WASHINGTON — I went to work with my wife last week, something I should have done years ago. But as a practiced procrastinator, I never got around to it. I was curious to see how she does what she does. I was also conscious of a paradox. Although nearly four decades of writing newspaper and magazine columns have given me a modest public profile, I am certain that Judy does more public good in a week than I’ve done in a lifetime. She teaches first grade.
If you think teaching is a cushy job, think again. Done properly, it’s grueling. A recent nonscientific survey of 30,000 teachers by the American Federation of Teachers found that nearly 80 percent “are often physically and emotionally exhausted at the end of the day.”

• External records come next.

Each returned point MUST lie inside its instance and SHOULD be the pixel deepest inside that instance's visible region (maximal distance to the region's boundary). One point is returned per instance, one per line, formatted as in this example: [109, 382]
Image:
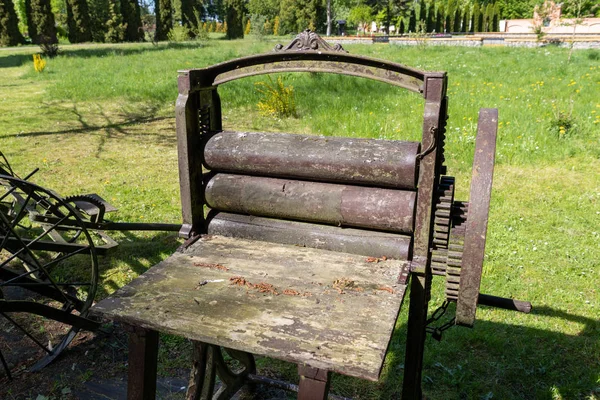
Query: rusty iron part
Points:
[328, 203]
[345, 240]
[477, 219]
[371, 162]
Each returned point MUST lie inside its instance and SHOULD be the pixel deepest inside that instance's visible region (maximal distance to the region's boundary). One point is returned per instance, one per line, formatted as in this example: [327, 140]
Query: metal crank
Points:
[460, 231]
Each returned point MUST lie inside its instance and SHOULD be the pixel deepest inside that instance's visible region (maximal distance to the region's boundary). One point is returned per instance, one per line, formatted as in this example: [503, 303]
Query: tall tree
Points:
[430, 22]
[487, 19]
[477, 17]
[130, 10]
[164, 19]
[234, 18]
[115, 27]
[412, 21]
[496, 18]
[188, 17]
[466, 19]
[78, 21]
[99, 16]
[9, 25]
[422, 11]
[456, 24]
[40, 22]
[439, 19]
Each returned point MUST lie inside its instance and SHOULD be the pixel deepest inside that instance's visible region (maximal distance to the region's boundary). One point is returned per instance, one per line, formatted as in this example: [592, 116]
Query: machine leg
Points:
[143, 355]
[415, 342]
[314, 383]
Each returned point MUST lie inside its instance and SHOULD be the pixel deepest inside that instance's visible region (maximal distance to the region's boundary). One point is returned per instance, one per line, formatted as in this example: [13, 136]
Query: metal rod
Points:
[285, 385]
[5, 365]
[24, 331]
[503, 302]
[139, 226]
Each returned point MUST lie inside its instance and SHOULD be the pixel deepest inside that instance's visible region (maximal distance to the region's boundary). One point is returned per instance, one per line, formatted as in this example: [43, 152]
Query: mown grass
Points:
[100, 119]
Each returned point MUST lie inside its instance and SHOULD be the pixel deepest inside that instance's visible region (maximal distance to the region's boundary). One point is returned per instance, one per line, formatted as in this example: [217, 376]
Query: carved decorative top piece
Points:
[308, 40]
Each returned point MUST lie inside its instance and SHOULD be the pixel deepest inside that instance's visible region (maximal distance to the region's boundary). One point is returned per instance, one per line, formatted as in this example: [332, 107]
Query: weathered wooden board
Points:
[373, 162]
[335, 204]
[329, 310]
[334, 238]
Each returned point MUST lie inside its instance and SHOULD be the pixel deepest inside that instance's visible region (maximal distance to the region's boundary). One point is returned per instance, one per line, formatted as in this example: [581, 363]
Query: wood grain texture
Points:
[329, 310]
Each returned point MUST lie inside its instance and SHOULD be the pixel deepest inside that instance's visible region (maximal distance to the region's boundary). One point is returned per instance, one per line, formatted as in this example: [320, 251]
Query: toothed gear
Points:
[443, 212]
[455, 249]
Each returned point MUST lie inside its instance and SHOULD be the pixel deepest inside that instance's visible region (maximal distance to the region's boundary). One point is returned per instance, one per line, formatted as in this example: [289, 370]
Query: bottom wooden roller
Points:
[354, 241]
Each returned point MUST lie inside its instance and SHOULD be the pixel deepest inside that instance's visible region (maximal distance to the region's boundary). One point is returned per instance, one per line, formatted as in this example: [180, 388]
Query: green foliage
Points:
[466, 20]
[191, 13]
[278, 99]
[115, 26]
[439, 20]
[360, 14]
[40, 22]
[477, 18]
[235, 14]
[430, 22]
[456, 21]
[164, 19]
[9, 25]
[412, 21]
[132, 19]
[276, 25]
[78, 21]
[99, 16]
[268, 8]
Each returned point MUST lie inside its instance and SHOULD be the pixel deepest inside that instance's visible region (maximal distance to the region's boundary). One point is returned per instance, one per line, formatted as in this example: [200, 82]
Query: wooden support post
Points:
[314, 383]
[143, 355]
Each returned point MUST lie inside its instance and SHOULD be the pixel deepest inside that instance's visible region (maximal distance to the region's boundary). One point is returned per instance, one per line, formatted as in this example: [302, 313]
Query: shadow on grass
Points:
[97, 50]
[110, 129]
[495, 360]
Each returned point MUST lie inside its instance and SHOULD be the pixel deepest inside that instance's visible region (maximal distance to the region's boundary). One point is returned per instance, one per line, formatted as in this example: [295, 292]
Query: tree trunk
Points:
[328, 17]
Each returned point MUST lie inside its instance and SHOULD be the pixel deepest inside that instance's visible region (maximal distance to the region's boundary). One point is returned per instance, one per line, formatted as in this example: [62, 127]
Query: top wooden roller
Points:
[383, 163]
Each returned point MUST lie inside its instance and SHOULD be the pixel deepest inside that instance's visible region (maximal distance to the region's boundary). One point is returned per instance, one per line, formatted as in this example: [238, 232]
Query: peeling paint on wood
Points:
[346, 332]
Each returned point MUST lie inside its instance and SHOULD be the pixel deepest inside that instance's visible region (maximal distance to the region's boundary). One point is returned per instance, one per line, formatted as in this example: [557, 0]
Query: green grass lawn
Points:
[101, 119]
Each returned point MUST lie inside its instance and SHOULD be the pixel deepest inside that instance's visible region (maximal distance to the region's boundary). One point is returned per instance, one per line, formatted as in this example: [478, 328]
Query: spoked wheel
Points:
[48, 268]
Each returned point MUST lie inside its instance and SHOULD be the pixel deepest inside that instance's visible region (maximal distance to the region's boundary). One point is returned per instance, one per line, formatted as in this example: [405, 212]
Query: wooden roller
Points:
[383, 163]
[346, 240]
[334, 204]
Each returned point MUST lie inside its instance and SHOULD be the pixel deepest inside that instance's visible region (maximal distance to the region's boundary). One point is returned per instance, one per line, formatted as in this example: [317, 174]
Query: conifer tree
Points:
[487, 19]
[9, 25]
[422, 11]
[188, 17]
[430, 18]
[40, 22]
[496, 18]
[99, 16]
[78, 21]
[234, 18]
[456, 25]
[466, 19]
[115, 27]
[439, 20]
[130, 10]
[412, 22]
[164, 19]
[477, 17]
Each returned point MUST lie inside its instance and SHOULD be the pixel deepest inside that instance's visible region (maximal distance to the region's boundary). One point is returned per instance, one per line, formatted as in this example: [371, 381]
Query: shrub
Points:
[278, 99]
[39, 64]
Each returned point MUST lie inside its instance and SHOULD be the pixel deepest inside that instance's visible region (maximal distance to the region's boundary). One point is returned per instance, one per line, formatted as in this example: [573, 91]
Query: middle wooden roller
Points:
[335, 204]
[372, 162]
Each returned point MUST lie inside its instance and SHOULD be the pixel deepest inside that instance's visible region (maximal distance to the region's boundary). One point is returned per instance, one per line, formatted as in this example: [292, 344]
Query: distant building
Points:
[548, 19]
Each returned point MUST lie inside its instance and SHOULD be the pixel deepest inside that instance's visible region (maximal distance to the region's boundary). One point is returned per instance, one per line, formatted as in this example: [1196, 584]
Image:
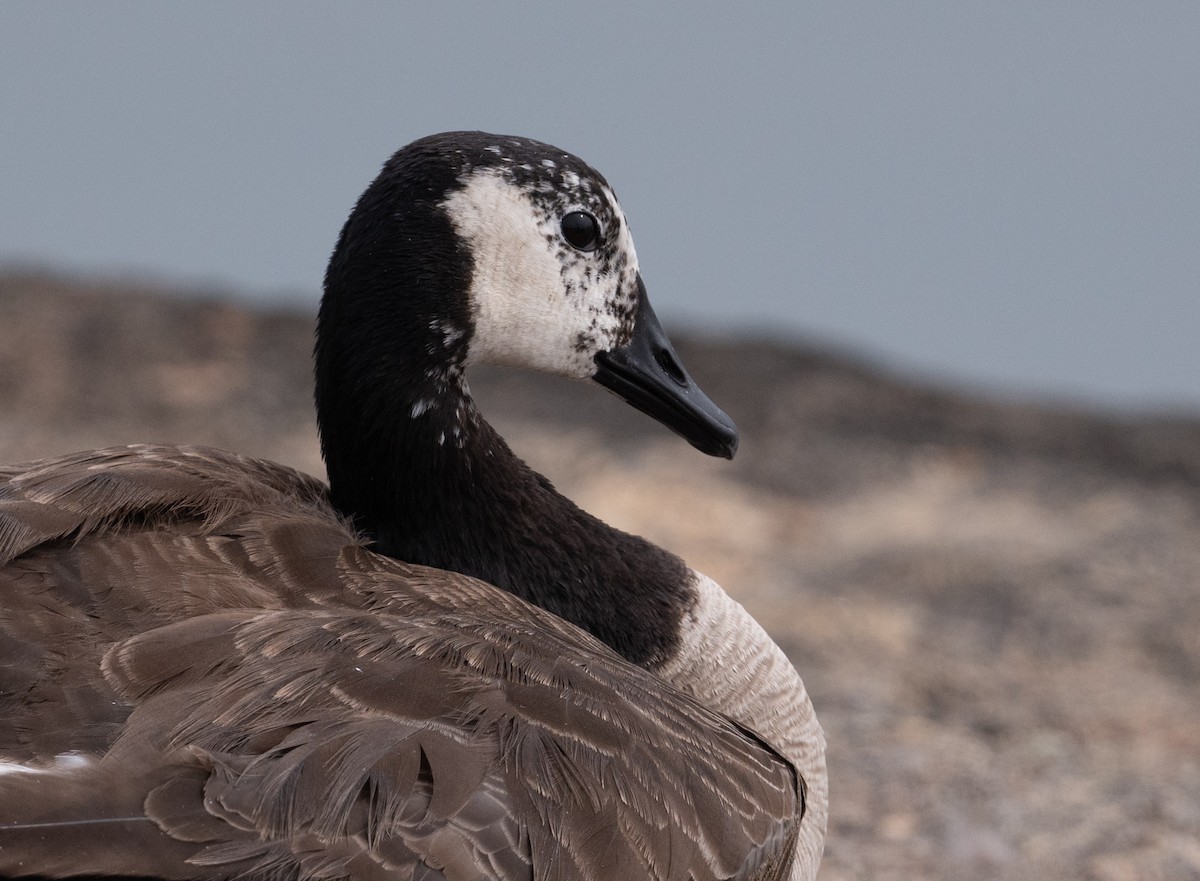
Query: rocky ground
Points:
[996, 606]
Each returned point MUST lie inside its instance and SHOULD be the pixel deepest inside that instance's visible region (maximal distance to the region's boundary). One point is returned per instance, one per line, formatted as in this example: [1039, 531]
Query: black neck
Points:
[417, 467]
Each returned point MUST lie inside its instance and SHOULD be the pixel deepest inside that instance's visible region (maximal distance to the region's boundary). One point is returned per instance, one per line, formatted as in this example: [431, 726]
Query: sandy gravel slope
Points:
[996, 606]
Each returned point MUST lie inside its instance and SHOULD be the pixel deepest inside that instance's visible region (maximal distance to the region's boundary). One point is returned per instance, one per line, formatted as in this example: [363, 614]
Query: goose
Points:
[435, 666]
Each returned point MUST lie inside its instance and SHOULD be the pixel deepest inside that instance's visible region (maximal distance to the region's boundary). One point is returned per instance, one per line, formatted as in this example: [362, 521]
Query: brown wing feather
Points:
[265, 697]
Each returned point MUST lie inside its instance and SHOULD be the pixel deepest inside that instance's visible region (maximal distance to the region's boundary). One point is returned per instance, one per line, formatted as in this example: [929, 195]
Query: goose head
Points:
[483, 249]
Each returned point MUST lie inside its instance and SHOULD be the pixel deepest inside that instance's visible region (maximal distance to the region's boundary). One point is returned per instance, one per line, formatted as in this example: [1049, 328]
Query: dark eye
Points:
[581, 229]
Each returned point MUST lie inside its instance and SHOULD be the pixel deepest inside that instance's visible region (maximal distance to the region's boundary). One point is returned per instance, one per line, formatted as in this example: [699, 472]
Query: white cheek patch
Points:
[535, 301]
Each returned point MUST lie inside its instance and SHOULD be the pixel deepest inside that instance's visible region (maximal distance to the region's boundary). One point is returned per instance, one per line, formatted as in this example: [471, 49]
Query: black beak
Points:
[647, 373]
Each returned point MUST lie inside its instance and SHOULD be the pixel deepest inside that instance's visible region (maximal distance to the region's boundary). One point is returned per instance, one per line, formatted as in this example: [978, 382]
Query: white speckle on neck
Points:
[61, 763]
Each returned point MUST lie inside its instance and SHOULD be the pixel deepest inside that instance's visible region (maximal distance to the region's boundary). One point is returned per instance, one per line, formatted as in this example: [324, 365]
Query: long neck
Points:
[420, 472]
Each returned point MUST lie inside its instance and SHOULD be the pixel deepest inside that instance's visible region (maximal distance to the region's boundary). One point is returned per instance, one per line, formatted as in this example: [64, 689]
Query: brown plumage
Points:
[268, 697]
[435, 667]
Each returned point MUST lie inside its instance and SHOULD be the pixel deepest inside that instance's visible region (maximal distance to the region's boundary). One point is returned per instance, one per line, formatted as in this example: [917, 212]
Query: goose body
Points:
[436, 666]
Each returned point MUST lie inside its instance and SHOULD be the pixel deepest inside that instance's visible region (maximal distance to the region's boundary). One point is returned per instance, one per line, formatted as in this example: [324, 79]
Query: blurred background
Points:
[1002, 195]
[940, 262]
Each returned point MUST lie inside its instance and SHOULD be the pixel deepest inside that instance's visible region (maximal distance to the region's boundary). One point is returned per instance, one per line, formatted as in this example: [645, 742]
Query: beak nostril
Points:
[671, 366]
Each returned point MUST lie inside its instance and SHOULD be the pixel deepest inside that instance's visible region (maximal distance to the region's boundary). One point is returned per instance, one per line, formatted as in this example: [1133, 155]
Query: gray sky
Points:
[997, 193]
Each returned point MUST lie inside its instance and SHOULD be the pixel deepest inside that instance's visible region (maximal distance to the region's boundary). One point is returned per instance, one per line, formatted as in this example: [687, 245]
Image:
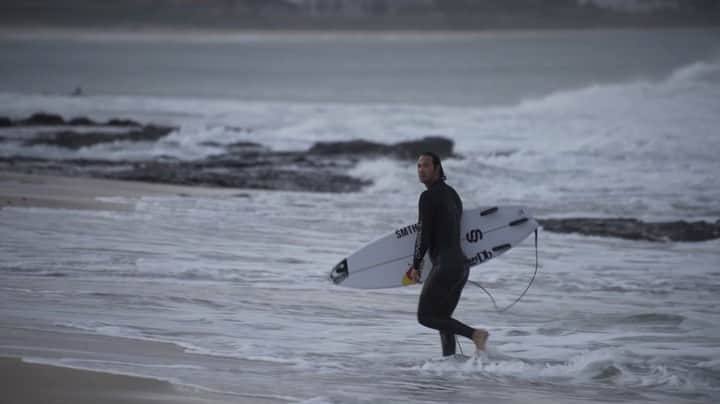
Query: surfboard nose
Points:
[339, 272]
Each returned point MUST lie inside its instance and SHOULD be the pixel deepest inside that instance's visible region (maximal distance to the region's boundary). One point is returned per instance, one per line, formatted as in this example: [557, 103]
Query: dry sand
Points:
[28, 383]
[27, 190]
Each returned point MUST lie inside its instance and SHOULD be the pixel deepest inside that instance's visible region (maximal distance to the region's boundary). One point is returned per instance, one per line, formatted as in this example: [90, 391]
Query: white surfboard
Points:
[486, 233]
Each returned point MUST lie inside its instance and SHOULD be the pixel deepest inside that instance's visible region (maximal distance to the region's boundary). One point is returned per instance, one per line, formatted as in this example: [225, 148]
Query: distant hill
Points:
[358, 14]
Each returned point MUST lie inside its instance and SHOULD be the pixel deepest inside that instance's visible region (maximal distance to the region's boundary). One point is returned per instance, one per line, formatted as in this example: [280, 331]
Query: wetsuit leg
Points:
[447, 339]
[438, 299]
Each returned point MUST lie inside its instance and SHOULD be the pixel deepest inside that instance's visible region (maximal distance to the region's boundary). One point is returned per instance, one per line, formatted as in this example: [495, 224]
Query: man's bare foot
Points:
[479, 337]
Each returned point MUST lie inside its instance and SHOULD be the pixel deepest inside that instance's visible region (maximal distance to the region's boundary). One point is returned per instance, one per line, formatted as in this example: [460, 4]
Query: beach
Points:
[168, 233]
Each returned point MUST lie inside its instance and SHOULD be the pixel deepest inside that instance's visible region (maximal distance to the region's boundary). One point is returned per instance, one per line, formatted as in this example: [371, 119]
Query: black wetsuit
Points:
[439, 218]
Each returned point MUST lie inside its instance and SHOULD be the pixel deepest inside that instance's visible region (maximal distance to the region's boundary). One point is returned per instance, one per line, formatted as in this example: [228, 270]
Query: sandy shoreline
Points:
[35, 381]
[46, 191]
[30, 383]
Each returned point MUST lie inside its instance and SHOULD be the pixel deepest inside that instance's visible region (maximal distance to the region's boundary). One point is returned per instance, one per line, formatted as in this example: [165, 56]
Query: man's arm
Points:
[425, 224]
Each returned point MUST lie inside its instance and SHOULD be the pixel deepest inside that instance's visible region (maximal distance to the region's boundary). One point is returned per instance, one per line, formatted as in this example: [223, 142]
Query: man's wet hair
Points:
[436, 163]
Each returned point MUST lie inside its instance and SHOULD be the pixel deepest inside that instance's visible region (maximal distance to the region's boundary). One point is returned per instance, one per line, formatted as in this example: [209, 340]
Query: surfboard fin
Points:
[339, 272]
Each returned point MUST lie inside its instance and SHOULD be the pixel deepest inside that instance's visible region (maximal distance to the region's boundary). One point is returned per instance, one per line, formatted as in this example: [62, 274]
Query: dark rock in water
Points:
[410, 149]
[441, 146]
[77, 140]
[634, 229]
[81, 121]
[122, 123]
[349, 147]
[241, 147]
[44, 119]
[254, 177]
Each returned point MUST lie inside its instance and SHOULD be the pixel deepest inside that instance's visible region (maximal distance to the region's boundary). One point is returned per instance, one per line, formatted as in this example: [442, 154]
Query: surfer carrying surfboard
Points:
[440, 210]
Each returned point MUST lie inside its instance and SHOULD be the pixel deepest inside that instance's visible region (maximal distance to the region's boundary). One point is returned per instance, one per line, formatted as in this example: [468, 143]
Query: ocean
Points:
[598, 123]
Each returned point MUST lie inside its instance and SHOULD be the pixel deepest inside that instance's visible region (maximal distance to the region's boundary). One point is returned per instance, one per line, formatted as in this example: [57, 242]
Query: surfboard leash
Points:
[532, 279]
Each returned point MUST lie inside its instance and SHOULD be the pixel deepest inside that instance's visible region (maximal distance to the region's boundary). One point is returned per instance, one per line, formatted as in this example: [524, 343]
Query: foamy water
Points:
[240, 283]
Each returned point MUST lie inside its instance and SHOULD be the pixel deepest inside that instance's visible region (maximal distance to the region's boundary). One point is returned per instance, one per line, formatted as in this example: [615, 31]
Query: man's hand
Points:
[414, 274]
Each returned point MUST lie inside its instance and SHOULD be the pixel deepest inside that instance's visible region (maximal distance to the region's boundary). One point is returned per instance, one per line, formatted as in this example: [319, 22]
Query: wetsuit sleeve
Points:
[425, 224]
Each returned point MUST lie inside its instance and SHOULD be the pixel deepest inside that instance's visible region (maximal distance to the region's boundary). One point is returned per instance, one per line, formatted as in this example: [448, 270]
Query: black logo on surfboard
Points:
[473, 236]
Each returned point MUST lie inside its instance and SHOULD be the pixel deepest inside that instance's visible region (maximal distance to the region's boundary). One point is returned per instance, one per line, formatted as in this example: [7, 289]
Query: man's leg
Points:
[438, 300]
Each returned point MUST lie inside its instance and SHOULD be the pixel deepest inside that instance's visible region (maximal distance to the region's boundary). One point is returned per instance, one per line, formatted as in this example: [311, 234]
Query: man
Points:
[440, 210]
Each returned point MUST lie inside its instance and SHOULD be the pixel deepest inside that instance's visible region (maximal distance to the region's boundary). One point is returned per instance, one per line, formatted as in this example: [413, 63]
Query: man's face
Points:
[426, 170]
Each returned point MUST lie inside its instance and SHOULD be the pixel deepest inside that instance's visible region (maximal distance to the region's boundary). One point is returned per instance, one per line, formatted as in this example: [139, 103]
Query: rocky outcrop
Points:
[633, 229]
[75, 140]
[321, 168]
[443, 147]
[75, 135]
[45, 119]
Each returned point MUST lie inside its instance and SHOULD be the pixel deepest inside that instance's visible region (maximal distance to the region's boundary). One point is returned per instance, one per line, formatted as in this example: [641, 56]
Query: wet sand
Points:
[25, 382]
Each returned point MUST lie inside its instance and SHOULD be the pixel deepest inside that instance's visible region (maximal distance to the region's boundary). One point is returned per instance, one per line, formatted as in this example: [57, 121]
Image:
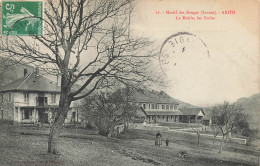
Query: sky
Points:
[231, 68]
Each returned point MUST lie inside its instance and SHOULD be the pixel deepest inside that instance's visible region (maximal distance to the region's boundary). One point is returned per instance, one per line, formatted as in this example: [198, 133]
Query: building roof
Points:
[32, 82]
[163, 113]
[152, 97]
[191, 111]
[207, 112]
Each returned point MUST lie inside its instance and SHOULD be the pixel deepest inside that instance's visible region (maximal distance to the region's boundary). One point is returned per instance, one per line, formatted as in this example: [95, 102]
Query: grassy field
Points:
[28, 146]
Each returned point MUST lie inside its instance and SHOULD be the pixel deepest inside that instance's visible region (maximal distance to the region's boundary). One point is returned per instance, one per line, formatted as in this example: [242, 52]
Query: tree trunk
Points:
[110, 132]
[56, 127]
[198, 133]
[55, 131]
[221, 144]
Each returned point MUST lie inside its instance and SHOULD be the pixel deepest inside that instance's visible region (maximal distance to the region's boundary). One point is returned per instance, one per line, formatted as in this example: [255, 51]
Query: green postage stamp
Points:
[22, 18]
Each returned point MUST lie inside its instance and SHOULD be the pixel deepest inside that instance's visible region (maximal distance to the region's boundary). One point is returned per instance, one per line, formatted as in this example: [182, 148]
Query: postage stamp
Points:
[22, 18]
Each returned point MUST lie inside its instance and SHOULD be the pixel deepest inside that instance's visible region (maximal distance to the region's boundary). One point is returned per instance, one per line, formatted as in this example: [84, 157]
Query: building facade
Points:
[32, 99]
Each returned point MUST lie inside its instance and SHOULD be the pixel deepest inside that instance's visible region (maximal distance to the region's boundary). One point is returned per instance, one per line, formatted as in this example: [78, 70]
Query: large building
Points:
[160, 107]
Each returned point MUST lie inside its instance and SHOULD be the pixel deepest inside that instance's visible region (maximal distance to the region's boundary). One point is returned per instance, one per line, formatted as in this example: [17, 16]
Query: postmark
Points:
[22, 18]
[176, 46]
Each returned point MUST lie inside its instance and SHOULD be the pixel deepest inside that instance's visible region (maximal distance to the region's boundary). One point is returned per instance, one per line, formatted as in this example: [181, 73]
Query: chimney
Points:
[58, 79]
[24, 72]
[37, 71]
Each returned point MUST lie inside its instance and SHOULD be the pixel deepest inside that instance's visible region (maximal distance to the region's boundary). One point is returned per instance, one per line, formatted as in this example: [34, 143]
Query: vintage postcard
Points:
[130, 82]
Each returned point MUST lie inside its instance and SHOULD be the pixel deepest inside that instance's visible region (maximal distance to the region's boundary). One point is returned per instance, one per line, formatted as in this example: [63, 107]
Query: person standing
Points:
[158, 138]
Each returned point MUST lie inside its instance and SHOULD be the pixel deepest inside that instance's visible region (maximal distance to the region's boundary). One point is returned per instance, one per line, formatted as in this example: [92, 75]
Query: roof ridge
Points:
[24, 80]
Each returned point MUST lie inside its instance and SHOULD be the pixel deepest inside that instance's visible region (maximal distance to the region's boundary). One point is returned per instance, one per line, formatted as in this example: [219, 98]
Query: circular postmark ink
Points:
[176, 46]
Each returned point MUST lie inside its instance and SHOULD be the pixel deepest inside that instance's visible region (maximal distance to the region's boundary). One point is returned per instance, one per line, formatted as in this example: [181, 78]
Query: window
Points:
[10, 97]
[26, 97]
[53, 98]
[73, 115]
[163, 107]
[27, 114]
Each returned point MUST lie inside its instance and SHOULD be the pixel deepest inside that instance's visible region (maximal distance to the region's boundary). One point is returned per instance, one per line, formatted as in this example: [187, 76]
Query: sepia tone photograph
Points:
[129, 82]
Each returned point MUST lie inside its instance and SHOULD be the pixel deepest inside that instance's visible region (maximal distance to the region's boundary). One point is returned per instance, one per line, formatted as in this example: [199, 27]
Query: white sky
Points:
[231, 71]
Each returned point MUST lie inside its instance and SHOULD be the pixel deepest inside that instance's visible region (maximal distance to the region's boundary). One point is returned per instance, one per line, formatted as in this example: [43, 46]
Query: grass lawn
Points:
[28, 146]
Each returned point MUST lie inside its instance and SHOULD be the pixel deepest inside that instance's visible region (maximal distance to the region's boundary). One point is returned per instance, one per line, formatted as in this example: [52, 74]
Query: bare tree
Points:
[107, 111]
[197, 131]
[88, 43]
[228, 118]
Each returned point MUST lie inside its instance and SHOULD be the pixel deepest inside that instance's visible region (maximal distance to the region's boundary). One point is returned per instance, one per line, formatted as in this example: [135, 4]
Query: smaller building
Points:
[191, 115]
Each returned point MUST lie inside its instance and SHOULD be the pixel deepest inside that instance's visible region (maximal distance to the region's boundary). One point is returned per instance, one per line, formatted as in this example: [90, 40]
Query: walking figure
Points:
[158, 139]
[167, 142]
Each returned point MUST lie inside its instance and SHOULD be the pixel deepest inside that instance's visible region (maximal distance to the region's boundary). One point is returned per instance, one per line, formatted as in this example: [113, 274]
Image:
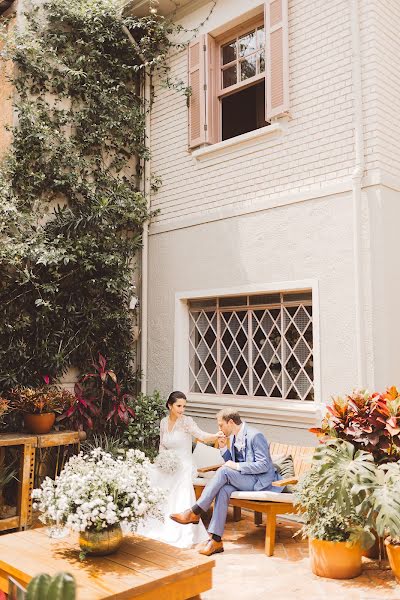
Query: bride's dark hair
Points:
[174, 397]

No kidding. We wake before 6 a.m. so Judy can get to school early and prepare her classroom. After school, she stays until nearly 6 attending teachers’ conferences, calling parents and preparing for the next day. Once we finish dinner, she’s correcting papers and planning. Over the years, weekends often included trips to students’ baseball, soccer and basketball games. All this occurred even when our now-grown children were in the house.
Among America’s 3.5 million elementary and secondary-school teachers, I doubt many are more devoted and more competent than Judy. But I suspect that there are tens and tens of thousands who are just as devoted and just as competent. Their qualifications seem to include three imperatives.
First, you must like kids. If you don’t, you won’t be motivated to do all the other necessary work — and to put up with inevitable setbacks and frustrations. On this count, Judy has no problem. The day I attended, one little boy rushed into the classroom and spontaneously hugged her.
Second, you’ve got to master the subject matter. You can’t teach what you don’t know. The students will sense it, undermining your authority.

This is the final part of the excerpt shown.